I was the kid who sat under a tree and waited for a gnome to run by. I was the kid who found a dead bird and spent my day giving it a proper burial. I was the kid who collected bright orange newts by the bucketful in hopes that a few of them would fall in love. And this is the kind of thing I had to offer, and I am so grateful to have people in my life, like George, like Erin, like Neal, who value those moments and thought they were worth writing down, because I donʼt think I would have come to that on my own.
After getting the news of this award and the initial shock subsided, I started thinking a lot about Ezra Jack Keats and how on earth I could have been given an honor in his name. I couldnʼt make sense of it at all. But then I started thinking about his books…The Snowy Day…Whistle for Willy…I must have read those a hundred times, each without ever realizing that all along, Ezra Jack Keats was trying to tell me something. The very same something I spent my whole life ﬁguring out: that those simple, sometimes solitary moments in a childʼs life are often the most magical, the most joyful.
Whistle for Willy was a book about a boy trying to whistle. The Snowy Day is about a boy walking in the snow, sometimes with a stick, sometimes without…feet in, feet out. So simple, so quiet but so absolutely magical, and those were the moments that I wanted to share. Those small moments were the big idea I was waiting for.
And for helping me ﬁnally hear what Ezra Jack Keats had been trying to tell, I have to thank everyone on the selection committee. Thank you so much. This is truly an honor. I also must thank Erin for her unbelievable vision. She was able to turn a thought about waiting into something truly beautiful and full of life. Thank you to Neal for trusting Erinʼs vision and taking a chance on a book where nothing actually happens. And thank you to my husband, Josh, and my two boys, Enzo and Nic, who are endlessly showing me where all those tiny moments like to hide.

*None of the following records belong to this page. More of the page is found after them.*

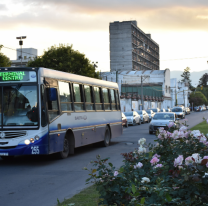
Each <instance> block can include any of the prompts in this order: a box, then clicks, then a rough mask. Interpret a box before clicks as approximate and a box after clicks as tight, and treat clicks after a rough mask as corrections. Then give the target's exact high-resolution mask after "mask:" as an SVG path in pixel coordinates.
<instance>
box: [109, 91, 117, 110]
mask: <svg viewBox="0 0 208 206" xmlns="http://www.w3.org/2000/svg"><path fill="white" fill-rule="evenodd" d="M110 97H111V109H112V110H116V99H115V91H114V90H113V89H110Z"/></svg>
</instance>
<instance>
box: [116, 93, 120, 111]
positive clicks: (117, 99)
mask: <svg viewBox="0 0 208 206" xmlns="http://www.w3.org/2000/svg"><path fill="white" fill-rule="evenodd" d="M115 92H116V103H117V110H120V99H119V93H118V90H115Z"/></svg>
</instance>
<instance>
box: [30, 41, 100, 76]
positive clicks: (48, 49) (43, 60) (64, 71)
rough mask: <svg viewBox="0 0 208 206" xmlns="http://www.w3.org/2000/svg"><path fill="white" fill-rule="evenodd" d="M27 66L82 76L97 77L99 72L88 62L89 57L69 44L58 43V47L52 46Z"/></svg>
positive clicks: (98, 75)
mask: <svg viewBox="0 0 208 206" xmlns="http://www.w3.org/2000/svg"><path fill="white" fill-rule="evenodd" d="M27 66H29V67H45V68H50V69H55V70H59V71H63V72H69V73H73V74H79V75H83V76H88V77H93V78H99V73H98V72H96V71H95V67H94V66H93V65H92V64H91V63H90V61H89V59H87V58H86V57H85V55H84V54H81V53H80V52H79V51H75V50H73V49H72V45H71V46H68V45H67V46H66V45H63V44H60V45H59V47H57V46H52V47H51V48H49V49H48V51H44V54H43V55H42V56H40V57H37V58H36V59H34V60H31V61H29V62H28V64H27Z"/></svg>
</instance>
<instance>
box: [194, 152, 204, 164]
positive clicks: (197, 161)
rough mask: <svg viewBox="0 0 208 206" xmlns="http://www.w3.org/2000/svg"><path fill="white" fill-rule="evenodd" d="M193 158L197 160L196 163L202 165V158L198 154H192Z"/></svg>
mask: <svg viewBox="0 0 208 206" xmlns="http://www.w3.org/2000/svg"><path fill="white" fill-rule="evenodd" d="M192 157H193V158H194V160H195V162H196V163H201V161H202V158H201V157H200V156H199V154H198V153H194V154H192Z"/></svg>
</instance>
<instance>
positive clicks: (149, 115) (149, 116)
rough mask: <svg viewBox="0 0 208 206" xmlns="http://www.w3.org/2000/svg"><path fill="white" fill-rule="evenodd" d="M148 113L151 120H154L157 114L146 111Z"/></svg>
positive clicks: (148, 114)
mask: <svg viewBox="0 0 208 206" xmlns="http://www.w3.org/2000/svg"><path fill="white" fill-rule="evenodd" d="M146 112H147V114H148V115H149V120H152V118H153V117H154V115H155V113H154V112H153V111H152V110H151V109H149V110H146Z"/></svg>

New Illustrator Hye-won Yum
The Ezra Jack Keats award, and presented by Wendell Minor—it’s so unreal. Just a few years back, I saw these names—Ezra Jack Keats, Wendell Minor—printed on books, and I was dying to be one of them. But I didn’t know if it was possible. Since I was a little kid, I’d thought that people who make books, stories and pictures were some other kind of people, who make magic happen, like elves in the North Pole. I didn’t seem to be qualified.

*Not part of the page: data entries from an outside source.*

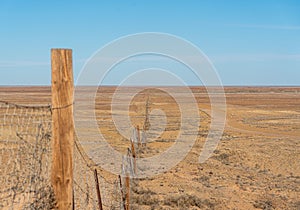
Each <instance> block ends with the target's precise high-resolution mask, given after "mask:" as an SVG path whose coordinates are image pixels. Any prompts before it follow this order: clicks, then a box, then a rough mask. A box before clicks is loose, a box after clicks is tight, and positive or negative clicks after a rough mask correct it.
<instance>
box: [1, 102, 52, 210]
mask: <svg viewBox="0 0 300 210" xmlns="http://www.w3.org/2000/svg"><path fill="white" fill-rule="evenodd" d="M50 159H51V109H50V106H20V105H16V104H12V103H7V102H3V101H1V102H0V169H1V170H0V208H1V209H2V208H3V209H51V208H52V207H53V206H54V197H53V191H52V190H51V185H50V178H49V177H50V169H51V160H50Z"/></svg>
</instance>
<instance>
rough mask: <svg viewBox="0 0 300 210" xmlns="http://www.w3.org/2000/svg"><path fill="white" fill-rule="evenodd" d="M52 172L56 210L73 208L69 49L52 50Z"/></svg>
mask: <svg viewBox="0 0 300 210" xmlns="http://www.w3.org/2000/svg"><path fill="white" fill-rule="evenodd" d="M51 68H52V87H51V91H52V170H51V184H52V186H53V190H54V193H55V198H56V202H57V208H58V209H59V210H71V209H72V208H73V190H72V187H73V186H72V185H73V145H74V122H73V92H74V83H73V68H72V50H70V49H52V50H51Z"/></svg>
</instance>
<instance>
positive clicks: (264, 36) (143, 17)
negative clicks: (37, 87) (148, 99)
mask: <svg viewBox="0 0 300 210" xmlns="http://www.w3.org/2000/svg"><path fill="white" fill-rule="evenodd" d="M299 11H300V1H296V0H294V1H292V0H282V1H278V0H265V1H262V0H251V1H242V0H240V1H238V0H226V1H225V0H211V1H209V0H187V1H183V0H181V1H179V0H173V1H171V0H164V1H161V0H152V1H146V0H139V1H138V0H135V1H133V0H128V1H121V0H119V1H99V0H98V1H59V0H54V1H30V0H28V1H21V0H19V1H17V0H2V1H0V27H1V33H0V75H1V76H0V85H49V84H50V80H51V75H50V49H51V48H56V47H58V48H72V49H73V59H74V75H75V78H76V77H77V76H78V73H79V72H80V70H81V69H82V67H83V65H84V63H85V61H86V60H87V59H88V58H89V57H90V56H91V55H92V54H93V53H94V52H95V51H97V50H98V49H99V48H101V47H103V46H104V45H105V44H107V43H109V42H111V41H113V40H114V39H117V38H119V37H122V36H126V35H129V34H133V33H141V32H162V33H170V34H173V35H176V36H179V37H182V38H184V39H186V40H188V41H190V42H192V43H193V44H195V45H196V46H197V47H199V48H200V49H201V50H202V51H203V52H204V53H205V54H206V55H207V56H208V57H209V59H210V60H211V61H212V63H213V64H214V66H215V68H216V70H217V72H218V74H219V76H220V78H221V81H222V83H223V84H224V85H300V12H299ZM181 74H184V73H181ZM178 76H179V77H181V76H184V75H180V73H179V75H178ZM112 78H113V77H112ZM114 82H116V81H113V80H111V81H108V83H114ZM187 83H188V84H191V85H197V84H198V83H197V82H196V81H194V80H193V79H190V80H189V79H187Z"/></svg>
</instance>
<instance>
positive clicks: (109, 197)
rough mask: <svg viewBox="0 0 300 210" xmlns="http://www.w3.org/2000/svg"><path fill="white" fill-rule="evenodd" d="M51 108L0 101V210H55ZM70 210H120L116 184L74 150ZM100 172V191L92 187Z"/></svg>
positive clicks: (92, 163)
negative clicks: (101, 208)
mask: <svg viewBox="0 0 300 210" xmlns="http://www.w3.org/2000/svg"><path fill="white" fill-rule="evenodd" d="M51 113H52V112H51V106H50V105H49V106H27V105H26V106H23V105H17V104H13V103H8V102H3V101H0V209H55V203H56V202H55V197H54V192H53V190H52V187H51V180H50V177H51V154H52V151H51V132H52V131H51V125H52V117H51ZM73 160H74V173H73V174H74V182H73V192H74V207H75V209H98V207H99V200H98V197H97V188H99V190H100V192H101V200H102V205H103V208H104V209H122V206H123V205H122V196H121V188H120V182H119V179H118V177H117V176H116V175H111V174H110V175H107V174H106V176H105V172H104V171H102V170H101V168H100V167H98V166H97V165H96V164H95V163H94V162H93V161H92V160H91V159H90V157H88V155H87V154H86V152H85V150H84V149H83V148H82V146H81V144H80V142H79V141H78V140H75V145H74V157H73ZM95 169H96V170H97V171H98V174H97V176H98V180H99V186H97V184H96V182H95V173H94V171H95Z"/></svg>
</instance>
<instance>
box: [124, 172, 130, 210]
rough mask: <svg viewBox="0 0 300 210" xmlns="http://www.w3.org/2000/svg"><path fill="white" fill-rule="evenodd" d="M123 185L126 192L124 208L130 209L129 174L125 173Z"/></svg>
mask: <svg viewBox="0 0 300 210" xmlns="http://www.w3.org/2000/svg"><path fill="white" fill-rule="evenodd" d="M125 186H126V194H125V200H126V210H129V209H130V177H129V174H127V175H126V178H125Z"/></svg>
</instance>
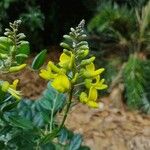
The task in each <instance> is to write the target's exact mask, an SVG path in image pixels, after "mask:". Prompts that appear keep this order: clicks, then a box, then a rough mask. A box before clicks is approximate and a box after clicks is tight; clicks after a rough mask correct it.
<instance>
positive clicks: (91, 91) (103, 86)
mask: <svg viewBox="0 0 150 150" xmlns="http://www.w3.org/2000/svg"><path fill="white" fill-rule="evenodd" d="M93 80H96V82H95V83H93V82H92V81H93ZM104 81H105V80H104V79H102V80H100V76H99V75H98V76H97V77H95V78H93V79H85V86H86V88H87V89H89V94H88V95H87V94H86V93H85V92H82V93H81V94H80V102H82V103H85V104H87V105H88V106H90V107H93V108H98V107H99V103H97V102H96V100H97V98H98V91H97V90H103V89H106V88H107V85H106V84H103V83H104Z"/></svg>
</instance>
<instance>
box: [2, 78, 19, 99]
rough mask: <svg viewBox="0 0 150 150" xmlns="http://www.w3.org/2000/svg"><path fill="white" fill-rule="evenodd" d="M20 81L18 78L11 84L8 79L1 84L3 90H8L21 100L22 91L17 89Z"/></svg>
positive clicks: (5, 91) (11, 93)
mask: <svg viewBox="0 0 150 150" xmlns="http://www.w3.org/2000/svg"><path fill="white" fill-rule="evenodd" d="M18 82H19V80H18V79H16V80H14V81H13V83H12V84H10V83H9V82H8V81H4V82H3V83H2V84H1V89H2V91H3V92H8V93H9V94H11V95H12V96H13V97H14V98H16V99H18V100H19V99H21V92H20V91H17V90H16V88H17V84H18Z"/></svg>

Then I got into [the School of Visual Arts] MFA program and met many people who actually do this work, and my friends started getting their books published. If my friends could do this, then maybe I can too, I thought. So I casually sent an email to Frances Foster, as though I’d always been doing it, telling her that I wanted to show her my portfolio, and surprisingly she agreed to meet me. That’s how I met Frances Foster, who published all of my books.
It was Frances who opened this door to this wonderful world, and found my voice and found my words. I call her my fairy godmother, she did magic and published my books. My name on the cover! It’s like living in a dream.
Unfortunately she had stroke last year, and she lost her words. I really want to find her words as she did for me, but I can’t. I kept thinking how I can repay her. The only way is to keep making good books as she taught me. So when I heard that I got this award, I was happy that I can tell her the good news, that I’m doing alright.
I just wanted to say how grateful I am to Frances one more time, and I’m glad I can say it here.
Thank you again for this award that made this possible.